Dalam akad mudharabah, shahibul maal menyerahkan modal kepada mudharib untuk dikelola. Mudharabah biasanya dilakukan dengan syarat-syarat tertentu yang telah disepakati di awal, termasuk persentase pembagian keuntungan. Pada dasarnya, mudharabah bertujuan untuk memperoleh keuntungan melalui pengelolaan modal secara optimal oleh mudharib. Keuntungan yang diperoleh kemudian dibagi berdasarkan nisbah atau rasio yang disepakati, misalnya 60:40 atau 70:30.

Namun, muncul persoalan saat seorang mudharib ingin mengambil bagiannya dari keuntungan sebelum seluruh hasil usaha diperhitungkan. Hal ini perlu diperhatikan dengan baik agar tidak terjadi pelanggaran prinsip-prinsip syar’i yang mengatur akad mudharabah.

Baca juga:Bagi Hasil Mudharabah & Musyarakah: Bolehkah Meski Usaha Merugi?

Hukum Pengambilan Keuntungan oleh Mudharib Sebelum Perhitungan Final

Para ulama dan lembaga fatwa memiliki pandangan yang sama mengenai pentingnya menjaga keadilan dalam akad mudharabah. Secara umum, seorang mudharib tidak diperbolehkan mengambil bagian dari keuntungan sebelum dilakukan perhitungan akhir, karena status keuntungan belum pasti dan bisa saja berubah seiring berjalannya waktu hingga usaha selesai. Dengan demikian, keuntungan baru dianggap pasti setelah seluruh pengeluaran dan kewajiban usaha dipenuhi.

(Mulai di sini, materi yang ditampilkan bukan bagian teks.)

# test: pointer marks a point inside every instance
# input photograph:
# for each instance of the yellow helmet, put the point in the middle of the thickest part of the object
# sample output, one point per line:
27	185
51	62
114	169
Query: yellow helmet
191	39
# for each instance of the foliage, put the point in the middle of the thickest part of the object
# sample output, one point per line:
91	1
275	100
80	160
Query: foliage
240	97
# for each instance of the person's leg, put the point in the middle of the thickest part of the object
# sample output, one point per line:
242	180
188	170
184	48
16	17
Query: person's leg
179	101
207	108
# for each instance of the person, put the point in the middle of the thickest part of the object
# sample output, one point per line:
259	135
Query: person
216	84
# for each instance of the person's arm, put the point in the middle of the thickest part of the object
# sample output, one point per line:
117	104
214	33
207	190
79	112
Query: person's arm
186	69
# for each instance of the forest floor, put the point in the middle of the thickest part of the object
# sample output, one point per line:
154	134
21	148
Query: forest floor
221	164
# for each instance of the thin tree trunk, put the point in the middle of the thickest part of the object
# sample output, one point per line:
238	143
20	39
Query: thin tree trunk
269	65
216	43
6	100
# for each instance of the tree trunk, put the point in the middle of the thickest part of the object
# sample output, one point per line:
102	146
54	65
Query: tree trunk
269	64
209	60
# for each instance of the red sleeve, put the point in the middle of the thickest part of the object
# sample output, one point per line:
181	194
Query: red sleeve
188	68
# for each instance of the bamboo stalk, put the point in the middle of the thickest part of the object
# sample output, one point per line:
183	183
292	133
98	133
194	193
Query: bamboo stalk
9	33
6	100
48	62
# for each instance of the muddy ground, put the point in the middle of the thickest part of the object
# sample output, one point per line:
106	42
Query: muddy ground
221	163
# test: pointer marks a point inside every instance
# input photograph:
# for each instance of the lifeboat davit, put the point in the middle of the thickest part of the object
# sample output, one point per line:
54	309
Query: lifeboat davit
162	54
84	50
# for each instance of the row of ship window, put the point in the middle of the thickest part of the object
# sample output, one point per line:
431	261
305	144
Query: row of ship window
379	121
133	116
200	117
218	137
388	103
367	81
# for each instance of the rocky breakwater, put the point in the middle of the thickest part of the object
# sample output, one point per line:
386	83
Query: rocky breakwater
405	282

Namun, ada pengecualian tertentu yang bisa diberikan, terutama jika terdapat kesepakatan antara shahibul maal dan mudharib yang memungkinkan mudharib untuk mengambil keuntungan di muka. Misalnya, kesepakatan bahwa mudharib dapat menggunakan sebagian dari keuntungan untuk menutup biaya operasional atau biaya hidupnya. Kesepakatan semacam ini harus tertuang dalam akad secara jelas dan disetujui oleh kedua belah pihak agar tidak terjadi sengketa di kemudian hari.

Baca juga:Panduan Praktis: Cara Pembagian Profit dalam Akad Mudharabah dari Laporan Laba Rugi

Penjelasan dari Ma’ayir Syar’iyah Terkait Mudharabah

Mengacu pada Ma’ayir Syar’iyah atau standar syariah yang diterbitkan oleh Dewan Pengawas dan Akuntansi Syariah, terdapat beberapa ketentuan penting mengenai pembagian keuntungan dalam mudharabah. Salah satu prinsipnya tercantum dalam poin 8/7:

“لا ربح في المضاربة إلا بعد سلامة رأس المال، ومتى حصلت خسارة في عمليات المضاربة جبرت من أرباح العمليات الأخرى. فالخسارة السابقة يجبرها الربح اللاحق، والعبرة بجملة نتائج الأعمال عند التصفية.”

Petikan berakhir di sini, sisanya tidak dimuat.